The angel glances over his shoulder, brow furrowing. "I'm sorry." John settles for, his throat suddenly thick. "I'm sorry, Chas."
He hears the ruffling of feathers and arms encircle his shoulders from behind. The softness of Chas' wings teases his skin.
"I know." The other whispers. "I forgive you." John clutches at the angel's arms, and Chas rests his chin on top of his head. "I need you to forgive yourself, John."
It's impossible to reply and keep his tears at bay, and silence falls over them heavily. Chas sighs and kisses his forehead tenderly, the ghost of affection they hadn't shared in life. Maybe if he had protected his charge they would have had time to discover the longing they harbored for each other. John might have had time to accept what he ruthlessly denied.
"I'm always here," Chas mumbles into his unruly hair. "When you need me, I'm only a call away."
"Can you stay?" John asks, and he already knows the answer. The arms around him tighten.
"I'll wait for you." He says, and John nods. "I'm in your corner." Chas reminds, and then he withdraws. John's arms fall heavily to his sides.
He watches Chas cook and soon a stack of pancakes sits in front of him, steam rising invitingly. His stomach churns.
"Eat, Constantine." Chas orders, setting a bottle of syrup next to his plate.
"Where did all this stuff come from?"
The angel shrugs, crooked smile on his lips. John had never wanted to kiss them as badly as he wants to now. It's the folly of humans, he knows, to not admit their love for others while they're alive.
He had kept his desires to himself to protect Chas-and himself, if he was being honest. In the end he'd failed to protect Chas, so what had his rare act of chivalry accomplished? It isn't like he hadn't noticed the boy's interest. His awkward way of fluttering around him, his need to be just a step closer than necessary. Chas had wanted him, been quietly hurt when he didn't give any signs of reciprocation.
The angel's lips move.
"What?" He averts his eyes from Chas' mouth, which he'd been too focused on.
"I said," in an instant Chas is beside him. "A picture lasts longer."
Before John can reply with something sarcastic Chas' lips are on his. The boy tastes like sunlight and coffee. He tastes like forgiveness.
"See you soon, John." And then he's gone. The only proof of his presence are the pancakes waiting to be eaten and feeling of arousal tingling in his pelvis.
The next time Chas shows up is when darkness is threatening to swallow John whole.
The exorcist stares at an unopened pack of cigarettes on his kitchen table, a glass of scotch in one hand and the other aching for a cigarette. His lungs itch for the soothing burn.
"John," a dearly missed voice says.
"Chas." He scrubs his face with his hands, bloodshot eyes landing on the angel.
"You're better than this," Chas says disapprovingly, picking up the pack and tossing it into the air.

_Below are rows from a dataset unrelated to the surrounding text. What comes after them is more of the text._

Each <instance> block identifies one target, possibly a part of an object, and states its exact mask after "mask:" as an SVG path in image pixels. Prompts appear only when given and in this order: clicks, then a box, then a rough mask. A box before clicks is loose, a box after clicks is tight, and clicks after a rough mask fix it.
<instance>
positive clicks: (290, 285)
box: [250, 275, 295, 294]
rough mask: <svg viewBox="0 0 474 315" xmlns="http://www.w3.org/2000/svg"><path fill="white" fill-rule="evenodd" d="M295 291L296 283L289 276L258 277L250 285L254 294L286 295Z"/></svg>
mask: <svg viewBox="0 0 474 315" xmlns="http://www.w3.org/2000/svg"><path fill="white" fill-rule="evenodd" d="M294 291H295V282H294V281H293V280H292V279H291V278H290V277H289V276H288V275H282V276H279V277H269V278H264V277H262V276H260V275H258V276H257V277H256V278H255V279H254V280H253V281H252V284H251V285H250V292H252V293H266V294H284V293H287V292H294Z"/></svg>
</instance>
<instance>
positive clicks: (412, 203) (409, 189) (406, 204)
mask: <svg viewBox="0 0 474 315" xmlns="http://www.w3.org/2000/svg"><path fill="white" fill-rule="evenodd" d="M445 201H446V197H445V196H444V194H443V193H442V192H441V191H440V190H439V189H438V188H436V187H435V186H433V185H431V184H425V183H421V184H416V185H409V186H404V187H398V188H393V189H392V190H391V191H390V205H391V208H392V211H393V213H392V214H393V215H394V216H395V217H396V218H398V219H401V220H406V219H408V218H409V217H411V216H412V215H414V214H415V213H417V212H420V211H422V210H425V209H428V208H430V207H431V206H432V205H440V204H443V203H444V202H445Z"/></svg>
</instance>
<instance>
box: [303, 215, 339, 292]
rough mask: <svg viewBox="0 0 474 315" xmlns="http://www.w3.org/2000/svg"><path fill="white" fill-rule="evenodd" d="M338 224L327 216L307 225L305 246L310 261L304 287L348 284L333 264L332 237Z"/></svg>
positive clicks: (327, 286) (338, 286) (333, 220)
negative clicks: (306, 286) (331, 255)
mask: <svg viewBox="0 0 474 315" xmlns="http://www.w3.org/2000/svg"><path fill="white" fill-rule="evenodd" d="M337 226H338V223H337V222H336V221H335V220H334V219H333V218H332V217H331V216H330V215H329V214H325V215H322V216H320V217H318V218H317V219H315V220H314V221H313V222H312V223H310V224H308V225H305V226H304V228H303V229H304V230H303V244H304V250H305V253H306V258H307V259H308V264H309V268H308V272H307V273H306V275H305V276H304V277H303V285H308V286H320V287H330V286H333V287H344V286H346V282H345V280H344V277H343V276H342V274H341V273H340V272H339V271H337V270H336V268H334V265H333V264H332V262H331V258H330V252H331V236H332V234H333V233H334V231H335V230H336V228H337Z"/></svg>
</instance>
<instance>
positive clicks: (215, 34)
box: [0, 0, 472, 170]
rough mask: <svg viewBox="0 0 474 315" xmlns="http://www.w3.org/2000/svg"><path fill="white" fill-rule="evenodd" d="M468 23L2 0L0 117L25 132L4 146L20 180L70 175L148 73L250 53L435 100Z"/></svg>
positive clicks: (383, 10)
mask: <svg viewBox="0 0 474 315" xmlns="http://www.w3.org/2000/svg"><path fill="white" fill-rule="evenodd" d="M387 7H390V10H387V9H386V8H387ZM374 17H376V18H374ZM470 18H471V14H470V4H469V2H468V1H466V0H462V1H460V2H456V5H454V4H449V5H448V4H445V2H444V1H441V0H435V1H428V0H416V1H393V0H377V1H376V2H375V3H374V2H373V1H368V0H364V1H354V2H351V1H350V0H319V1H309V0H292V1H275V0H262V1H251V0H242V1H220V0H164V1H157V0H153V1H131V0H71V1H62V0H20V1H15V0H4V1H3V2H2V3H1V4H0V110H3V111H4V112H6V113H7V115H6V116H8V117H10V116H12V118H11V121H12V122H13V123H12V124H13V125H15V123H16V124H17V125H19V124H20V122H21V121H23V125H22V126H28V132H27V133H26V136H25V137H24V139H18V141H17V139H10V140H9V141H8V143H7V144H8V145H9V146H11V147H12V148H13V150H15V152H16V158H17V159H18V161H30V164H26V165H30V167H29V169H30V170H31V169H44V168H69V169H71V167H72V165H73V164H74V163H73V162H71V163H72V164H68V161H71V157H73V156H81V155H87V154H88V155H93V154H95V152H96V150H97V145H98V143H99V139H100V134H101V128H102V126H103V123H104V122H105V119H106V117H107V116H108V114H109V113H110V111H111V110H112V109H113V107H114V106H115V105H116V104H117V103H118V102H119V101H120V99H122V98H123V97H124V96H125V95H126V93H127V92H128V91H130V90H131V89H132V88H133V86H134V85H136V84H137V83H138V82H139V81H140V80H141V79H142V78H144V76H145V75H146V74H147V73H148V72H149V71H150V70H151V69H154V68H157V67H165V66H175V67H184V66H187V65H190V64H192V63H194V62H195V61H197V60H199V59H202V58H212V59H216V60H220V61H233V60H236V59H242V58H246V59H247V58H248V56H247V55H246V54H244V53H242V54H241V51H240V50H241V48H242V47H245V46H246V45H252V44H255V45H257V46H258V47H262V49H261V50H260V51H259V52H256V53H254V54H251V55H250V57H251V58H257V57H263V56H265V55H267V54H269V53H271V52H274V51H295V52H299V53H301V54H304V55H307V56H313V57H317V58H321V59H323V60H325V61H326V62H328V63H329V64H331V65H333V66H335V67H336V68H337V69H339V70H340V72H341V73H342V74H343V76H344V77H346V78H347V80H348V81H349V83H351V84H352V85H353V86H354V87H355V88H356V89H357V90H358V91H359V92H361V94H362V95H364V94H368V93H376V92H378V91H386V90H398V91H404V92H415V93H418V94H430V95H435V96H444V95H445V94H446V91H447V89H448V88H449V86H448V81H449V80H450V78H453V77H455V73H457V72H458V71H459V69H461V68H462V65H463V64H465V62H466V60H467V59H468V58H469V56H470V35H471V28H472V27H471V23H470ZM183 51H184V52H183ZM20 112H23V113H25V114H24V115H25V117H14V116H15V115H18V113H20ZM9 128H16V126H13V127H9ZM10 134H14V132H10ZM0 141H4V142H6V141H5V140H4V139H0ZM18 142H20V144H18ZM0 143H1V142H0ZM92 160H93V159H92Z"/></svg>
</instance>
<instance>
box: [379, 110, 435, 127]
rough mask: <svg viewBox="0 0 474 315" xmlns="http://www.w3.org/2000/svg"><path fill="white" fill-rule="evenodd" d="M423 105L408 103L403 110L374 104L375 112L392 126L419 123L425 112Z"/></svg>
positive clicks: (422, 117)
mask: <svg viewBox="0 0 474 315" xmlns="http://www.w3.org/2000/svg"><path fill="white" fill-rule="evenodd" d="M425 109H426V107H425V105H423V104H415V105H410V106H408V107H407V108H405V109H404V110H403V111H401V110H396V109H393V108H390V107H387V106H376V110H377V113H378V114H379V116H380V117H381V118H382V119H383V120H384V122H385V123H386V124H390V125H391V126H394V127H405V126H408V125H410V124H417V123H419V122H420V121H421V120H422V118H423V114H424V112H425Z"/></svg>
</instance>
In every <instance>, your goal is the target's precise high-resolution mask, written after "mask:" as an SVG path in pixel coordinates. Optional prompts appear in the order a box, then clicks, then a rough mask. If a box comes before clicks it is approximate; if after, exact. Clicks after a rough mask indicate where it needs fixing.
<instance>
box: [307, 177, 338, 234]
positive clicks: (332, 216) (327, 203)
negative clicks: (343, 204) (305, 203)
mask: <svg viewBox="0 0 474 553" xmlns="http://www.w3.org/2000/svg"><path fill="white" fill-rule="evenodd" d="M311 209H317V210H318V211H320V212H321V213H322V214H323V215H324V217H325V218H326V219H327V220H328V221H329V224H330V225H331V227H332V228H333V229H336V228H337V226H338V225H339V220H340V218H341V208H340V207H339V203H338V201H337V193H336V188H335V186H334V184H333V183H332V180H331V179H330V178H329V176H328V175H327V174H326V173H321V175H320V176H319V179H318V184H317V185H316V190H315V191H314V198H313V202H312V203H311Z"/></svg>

He pockets the cigarettes and sits casually in the chair opposite John, like he was just showing up for a coffee date and not traveling from heaven to be here. "What's eating you, man?"
John doesn't reply.
"I talked to some of the higher ups. Archangels, y'know, the managers up there. They agree that you need a little bit of extra attention." He looks at John expectantly.
Hope stirs in his chest, and he knows better than to hope, but it steadily rises.
"What does that mean?" His voice is hard, doesn't betray his fragile hopefulness.
Chas grins. "Do you need an apprentice?"